P278
BiomiX, a user-friendly bioinformatic tool for automatized multiomics data analysis and integration.
IPERI C. 1, FERNÁNDEZ-OCHOA Á. 2, PERS J. 1, BARTUREN G. 3,4, ALARCÓN-RIQUELME M. 3,5, CORNEC D. 1, BORDON A. 1, JAMIN C. 1,6
1 Lymphocytes B, Autoimmunité et Immunothérapies - UMR 1227, Brest, France; 2 Department of Analytical Chemistry, University of Granada, Granada, Spain; 3 GENYO, Centre for Genomics and Oncological Research Pfizer, University of Granada, Andalusian Regional Government, PTS Granada, Granada, Spain; 4 Department of Genetics, Faculty of Sciences, University of Granada, Granada, Spain; 5 Institute for Environmental Medicine, Karolinska Institutet, Stockholm, Sweden; 6 Laboratoire d’Immunologie et Immunothérapie, CHU de Brest, Brest, France
1. Objective
High-throughput technology in health and biological sciences boosted the amount of information obtainable from samples.
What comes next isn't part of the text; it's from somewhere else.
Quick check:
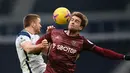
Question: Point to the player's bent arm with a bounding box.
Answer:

The increased dependency on these technologies revealed how data analysis represents the bottleneck step in both time and in bioinformatics skilled users. BiomiX tool offers an efficient and time-saving pipeline to analyze -omics data singularly and integrate multi-omics data from the same patients.
2.Methods
BiomiX was developed from the European PRECISESADS database1, including overlapping data of whole blood and sorted immune cells, transcriptomics, plasma and urine metabolomics, and whole blood methylomics from 363 SLE patients and 508 controls (CTRLs). Transcriptomics data were analysed through a differential gene expression (DGE) analysis using DESeq package, while plasma and urine metabolomics peaks changes were quantified and statistically tested. Peaks annotation was performed automatically by comparing m/z, retention time and spectra stored in public databases. Methylomics analysis was performed by ChAMP R package. Common sources of variations among the -omics were identified by Multi-Omics Factor Analysis (MOFA) integration.
3.Results
Biomix carried out analyses highlighting the most relevant features for each -omics, including statistical results and report figures. To facilitate interpretation, files ready for pathway analysis tools such as EnrichR, GSEA and MetaboAnalyst are generated. A panel of genes can be also used by BiomiX to define subgroups of patients and compare them to CTRLs (e.g. SLE IFN-α positive patients by 26 IFN-α genes). To ease the MOFA factors interpretation, BiomiX automatically selects the MOFA factors statistically relevant in discriminate condition and control, providing the correlation of each factor with clinical features and articles where the top contributors to the factor appear simultaneously in the text (e.g genes, peak, cpg_island).
4.Conclusions
This user-friendly tool, based on R is compatible with Linux and Microsoft OS and aims to make accessible the multi-omics analysis for users not experts in bioinformatics.